За столом я скучал. Часам к одиннадцати я поднялся и сказал, что мне пора домой, шепотом объяснив хозяйке дома, что завтра должен рано вставать; впрочем, мадам де Кропуа давно привыкла к этой моей причуде. Я обошел гостей, пожимая руки. Надежда Лев – в то время уже знаменитая певица – сидела с надменно-ледяным видом; за весь вечер она ни разу не раскрыла рта и только беспокойно поглядывала на себя в зеркала, словно проверяя, все ли у нее в порядке с внешностью; она воспользовалась моим уходом, чтобы также встать из-за стола. Мы оба распрощались с присутствующими и вышли. На площадке у лифта она, даже не взглянув в мою сторону, высокомерно протянула мне руку для поцелуя. Я не стал садиться в лифт и спустился по лестнице. Выйдя во двор дома, я увидел силуэт певицы у двери, ведущей на улицу. Я замедлил шаг. Потом отворил высокую тяжелую дверь, выходившую на улицу Верней, и потянул ее на себя, чтобы закрыть. Вдруг я почувствовал, что рядом кто-то стоит. Женская рука легла на мое плечо, вернее, сжала его. Это была Надежда Лев; она сказала звучным голосом, со свойственным ей акцентом – я бы назвал его интернациональным, то есть абсолютно искусственным: «Дорогой друг, я иду с вами». Я ответил: «О, буду очень рад!»

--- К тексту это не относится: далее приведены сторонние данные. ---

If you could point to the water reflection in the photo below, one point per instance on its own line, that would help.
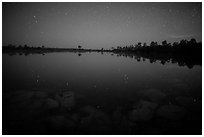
(162, 58)
(63, 93)
(42, 112)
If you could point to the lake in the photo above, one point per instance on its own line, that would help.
(99, 93)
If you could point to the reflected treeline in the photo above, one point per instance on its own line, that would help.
(185, 53)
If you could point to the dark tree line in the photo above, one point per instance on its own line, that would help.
(185, 53)
(184, 47)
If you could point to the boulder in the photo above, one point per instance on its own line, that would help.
(51, 103)
(171, 112)
(153, 94)
(66, 99)
(143, 111)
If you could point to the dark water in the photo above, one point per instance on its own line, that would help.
(93, 93)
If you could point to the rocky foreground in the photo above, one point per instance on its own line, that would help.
(39, 112)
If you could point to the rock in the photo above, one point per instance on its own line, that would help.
(57, 122)
(75, 117)
(126, 126)
(88, 110)
(69, 124)
(36, 104)
(66, 99)
(117, 115)
(40, 94)
(171, 112)
(20, 96)
(189, 103)
(152, 94)
(143, 112)
(101, 118)
(51, 103)
(86, 122)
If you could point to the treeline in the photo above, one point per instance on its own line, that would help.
(185, 53)
(183, 47)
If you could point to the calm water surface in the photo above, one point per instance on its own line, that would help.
(93, 93)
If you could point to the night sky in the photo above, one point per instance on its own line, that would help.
(99, 25)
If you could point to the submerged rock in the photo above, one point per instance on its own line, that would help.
(117, 115)
(143, 111)
(51, 103)
(153, 94)
(57, 122)
(40, 94)
(185, 101)
(171, 112)
(66, 99)
(22, 95)
(89, 110)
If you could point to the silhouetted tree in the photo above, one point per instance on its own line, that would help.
(79, 47)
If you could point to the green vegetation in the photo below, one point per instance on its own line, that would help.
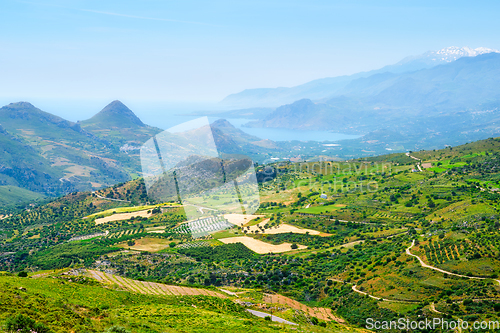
(374, 209)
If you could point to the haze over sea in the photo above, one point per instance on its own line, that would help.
(167, 114)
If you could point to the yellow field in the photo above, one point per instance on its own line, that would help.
(240, 219)
(281, 229)
(123, 216)
(261, 247)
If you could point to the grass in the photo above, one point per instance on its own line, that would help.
(11, 195)
(66, 306)
(320, 209)
(128, 209)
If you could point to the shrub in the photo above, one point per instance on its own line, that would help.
(116, 329)
(23, 324)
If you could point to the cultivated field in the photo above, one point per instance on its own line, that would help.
(261, 247)
(146, 287)
(123, 216)
(320, 313)
(280, 229)
(148, 244)
(240, 219)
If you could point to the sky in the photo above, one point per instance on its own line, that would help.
(181, 52)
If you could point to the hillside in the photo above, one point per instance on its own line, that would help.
(420, 243)
(81, 304)
(49, 155)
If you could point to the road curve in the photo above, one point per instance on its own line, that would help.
(423, 264)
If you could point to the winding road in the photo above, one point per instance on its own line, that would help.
(110, 199)
(423, 264)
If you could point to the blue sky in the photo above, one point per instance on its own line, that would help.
(197, 51)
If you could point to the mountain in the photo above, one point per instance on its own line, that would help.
(114, 115)
(119, 126)
(387, 99)
(447, 104)
(49, 155)
(329, 87)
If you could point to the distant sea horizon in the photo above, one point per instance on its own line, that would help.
(168, 114)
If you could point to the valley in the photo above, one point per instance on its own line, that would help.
(328, 234)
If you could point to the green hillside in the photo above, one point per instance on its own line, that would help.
(81, 305)
(52, 156)
(423, 244)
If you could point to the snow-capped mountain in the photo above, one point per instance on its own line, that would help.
(447, 54)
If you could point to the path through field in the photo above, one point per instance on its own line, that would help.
(145, 287)
(419, 161)
(273, 317)
(320, 313)
(259, 246)
(423, 264)
(355, 288)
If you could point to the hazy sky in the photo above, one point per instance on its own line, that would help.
(161, 50)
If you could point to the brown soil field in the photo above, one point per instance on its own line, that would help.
(259, 246)
(122, 216)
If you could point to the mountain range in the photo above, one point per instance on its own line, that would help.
(44, 155)
(326, 88)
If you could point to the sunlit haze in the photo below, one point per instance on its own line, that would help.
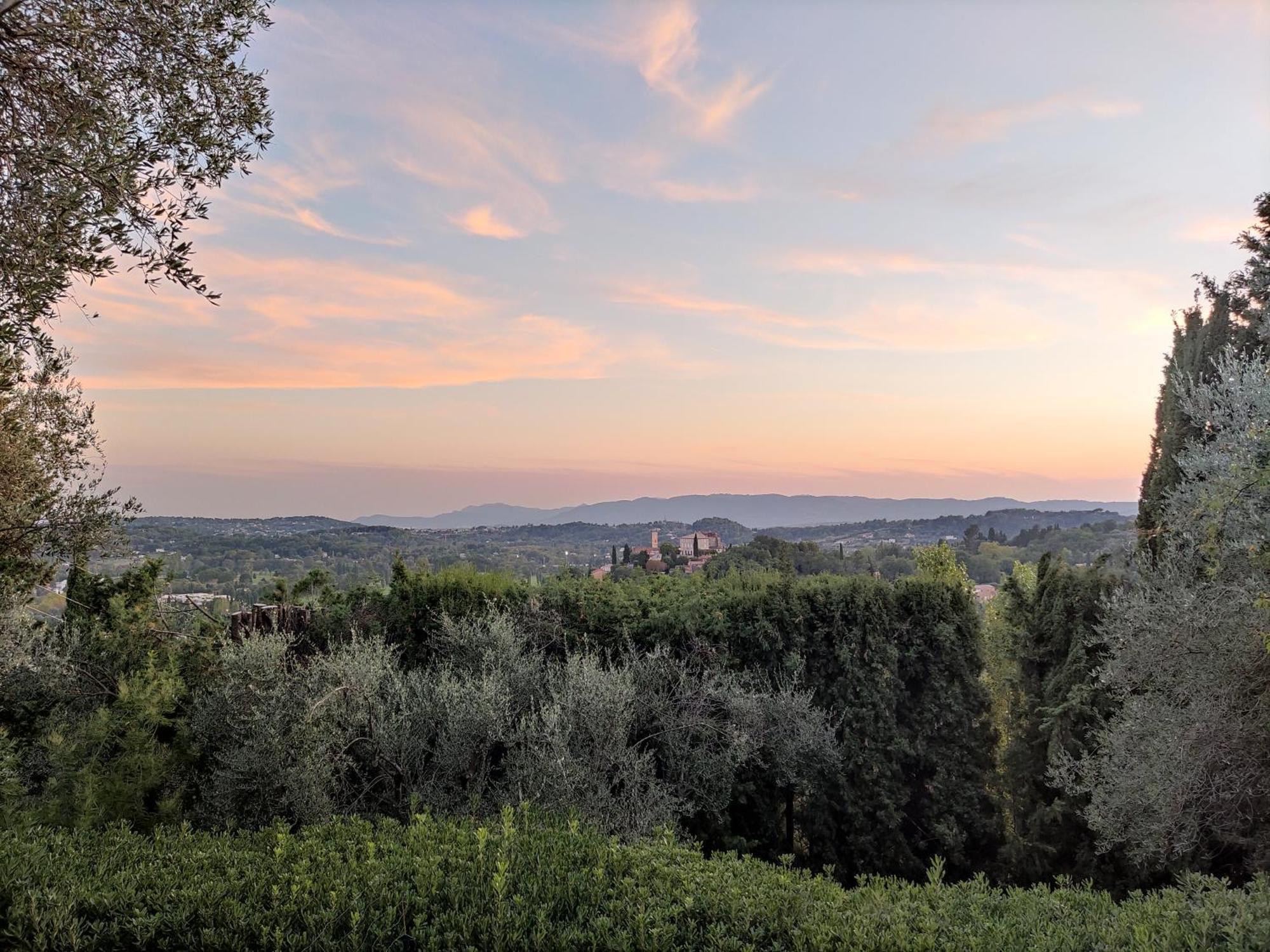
(552, 255)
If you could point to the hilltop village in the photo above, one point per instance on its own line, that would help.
(686, 554)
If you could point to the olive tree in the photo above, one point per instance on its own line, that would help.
(1182, 771)
(116, 119)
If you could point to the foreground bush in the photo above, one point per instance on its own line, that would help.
(540, 884)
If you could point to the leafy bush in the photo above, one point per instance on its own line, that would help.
(538, 883)
(632, 742)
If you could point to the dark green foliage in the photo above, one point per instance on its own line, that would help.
(1235, 310)
(530, 883)
(899, 664)
(97, 708)
(119, 119)
(1056, 653)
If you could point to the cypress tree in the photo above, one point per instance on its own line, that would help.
(1236, 308)
(1056, 652)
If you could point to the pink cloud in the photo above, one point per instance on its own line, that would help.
(952, 128)
(481, 220)
(661, 41)
(990, 323)
(294, 323)
(675, 191)
(1213, 229)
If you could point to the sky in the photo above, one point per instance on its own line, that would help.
(561, 253)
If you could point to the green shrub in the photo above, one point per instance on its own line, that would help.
(534, 883)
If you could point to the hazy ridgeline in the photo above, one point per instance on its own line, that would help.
(426, 755)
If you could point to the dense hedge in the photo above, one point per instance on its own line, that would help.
(899, 663)
(543, 884)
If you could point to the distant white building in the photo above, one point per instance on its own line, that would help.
(699, 544)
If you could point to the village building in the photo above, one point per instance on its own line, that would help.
(699, 544)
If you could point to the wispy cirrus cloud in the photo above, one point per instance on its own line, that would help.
(462, 145)
(661, 41)
(293, 190)
(481, 220)
(956, 128)
(1213, 229)
(990, 323)
(676, 191)
(297, 323)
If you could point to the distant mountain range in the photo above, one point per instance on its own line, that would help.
(759, 511)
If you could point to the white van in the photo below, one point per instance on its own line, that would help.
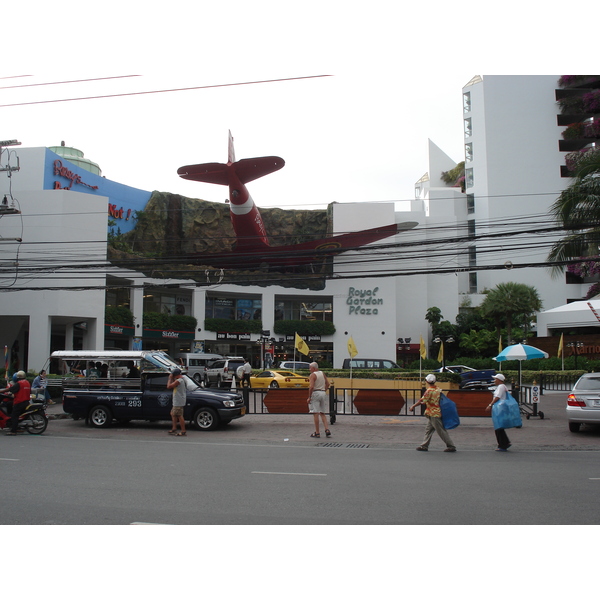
(195, 363)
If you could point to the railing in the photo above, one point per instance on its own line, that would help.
(346, 401)
(557, 382)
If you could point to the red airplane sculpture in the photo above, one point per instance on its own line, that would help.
(252, 247)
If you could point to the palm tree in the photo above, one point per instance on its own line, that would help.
(577, 209)
(510, 302)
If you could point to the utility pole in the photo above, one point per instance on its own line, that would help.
(5, 208)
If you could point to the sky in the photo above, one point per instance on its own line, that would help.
(395, 78)
(356, 90)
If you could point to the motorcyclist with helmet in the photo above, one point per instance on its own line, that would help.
(21, 394)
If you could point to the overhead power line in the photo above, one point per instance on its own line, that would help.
(186, 89)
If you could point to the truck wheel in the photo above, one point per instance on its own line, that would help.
(206, 419)
(100, 416)
(38, 425)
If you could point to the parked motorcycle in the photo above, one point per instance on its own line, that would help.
(33, 420)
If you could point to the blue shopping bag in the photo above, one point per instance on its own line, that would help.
(450, 417)
(506, 413)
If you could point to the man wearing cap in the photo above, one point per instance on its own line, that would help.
(433, 413)
(177, 384)
(501, 393)
(21, 393)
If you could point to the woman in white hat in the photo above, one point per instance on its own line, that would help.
(500, 394)
(433, 413)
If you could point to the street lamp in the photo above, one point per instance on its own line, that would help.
(575, 346)
(438, 340)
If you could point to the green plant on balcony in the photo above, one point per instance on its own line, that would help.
(118, 315)
(156, 320)
(571, 105)
(455, 177)
(233, 325)
(573, 131)
(303, 327)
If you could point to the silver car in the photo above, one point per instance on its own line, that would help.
(583, 403)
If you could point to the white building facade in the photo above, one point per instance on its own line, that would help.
(464, 243)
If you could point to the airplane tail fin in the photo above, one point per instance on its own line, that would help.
(247, 169)
(230, 150)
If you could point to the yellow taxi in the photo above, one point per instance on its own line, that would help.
(279, 379)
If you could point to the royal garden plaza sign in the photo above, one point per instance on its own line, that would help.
(363, 302)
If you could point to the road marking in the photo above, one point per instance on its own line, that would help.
(277, 473)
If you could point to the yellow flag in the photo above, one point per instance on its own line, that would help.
(352, 351)
(301, 345)
(560, 345)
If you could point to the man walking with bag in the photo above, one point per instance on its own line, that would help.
(501, 393)
(433, 414)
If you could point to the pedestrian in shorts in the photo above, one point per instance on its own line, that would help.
(177, 384)
(318, 399)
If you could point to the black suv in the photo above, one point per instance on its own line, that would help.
(221, 372)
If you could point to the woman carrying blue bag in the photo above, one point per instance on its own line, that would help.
(505, 413)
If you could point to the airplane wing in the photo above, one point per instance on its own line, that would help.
(300, 254)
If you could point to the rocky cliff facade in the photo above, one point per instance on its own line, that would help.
(172, 228)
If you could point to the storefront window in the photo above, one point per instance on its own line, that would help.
(170, 304)
(243, 309)
(296, 309)
(117, 297)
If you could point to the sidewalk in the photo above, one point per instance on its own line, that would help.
(549, 433)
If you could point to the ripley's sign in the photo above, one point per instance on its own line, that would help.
(74, 178)
(363, 302)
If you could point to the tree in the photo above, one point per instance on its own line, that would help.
(577, 209)
(433, 316)
(511, 303)
(478, 343)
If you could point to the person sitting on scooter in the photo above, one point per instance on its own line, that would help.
(21, 393)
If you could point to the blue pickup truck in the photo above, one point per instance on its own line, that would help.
(471, 379)
(114, 395)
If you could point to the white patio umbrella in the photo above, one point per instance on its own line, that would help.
(520, 352)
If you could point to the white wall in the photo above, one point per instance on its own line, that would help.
(63, 236)
(516, 165)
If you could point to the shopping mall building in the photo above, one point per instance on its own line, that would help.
(58, 288)
(57, 284)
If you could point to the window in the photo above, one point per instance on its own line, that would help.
(472, 283)
(296, 309)
(241, 309)
(469, 178)
(471, 227)
(470, 204)
(117, 297)
(170, 304)
(472, 256)
(469, 152)
(468, 128)
(467, 102)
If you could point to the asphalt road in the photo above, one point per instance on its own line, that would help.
(266, 470)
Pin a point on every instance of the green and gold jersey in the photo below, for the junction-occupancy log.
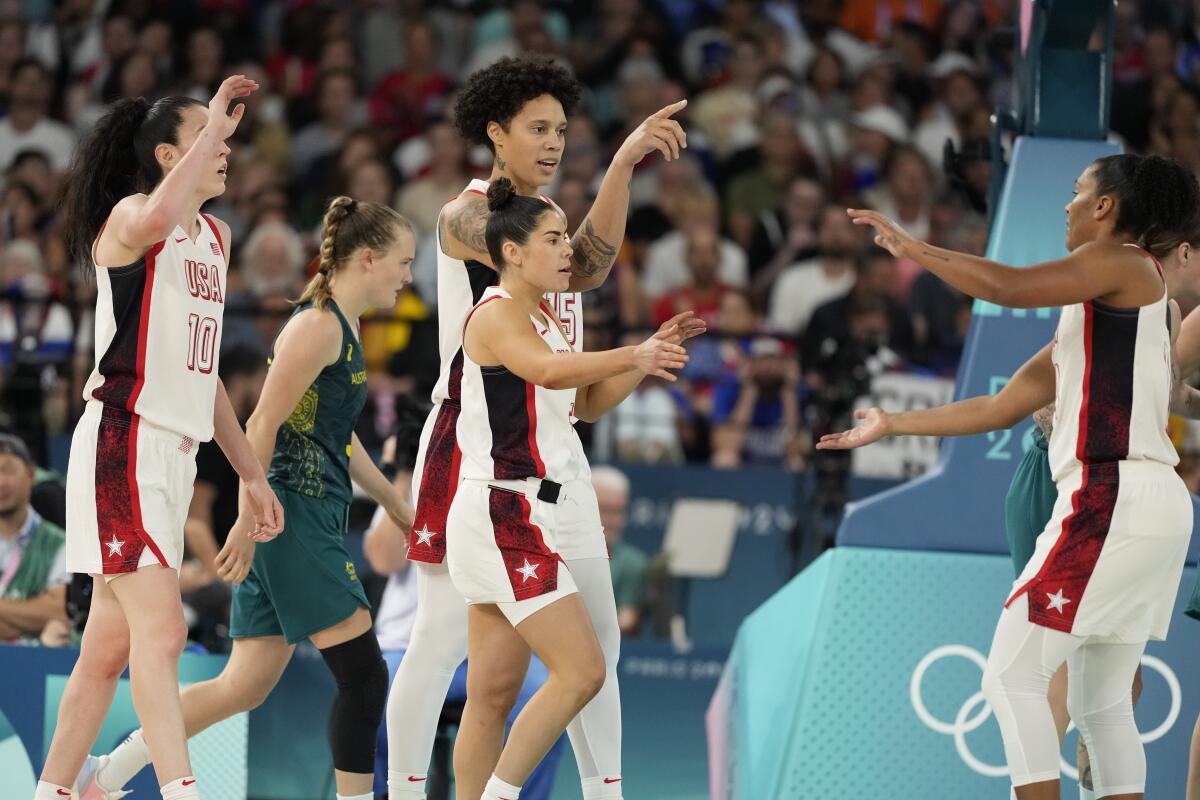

Мы молча прошли несколько шагов в поисках моего «фольксвагена» – я купил его, чтобы не таскать на себе виолончели и виолы да гамба и не привлекать к ним любопытных взглядов. Надежда приехала ко мне. Странная это была любовь. Да и красота Надежды Лев была странной, своеобразной: тонкое, изящное тело и круглое славянское лицо, в котором угадывался скуластый, жутковатый лик Чингисхана.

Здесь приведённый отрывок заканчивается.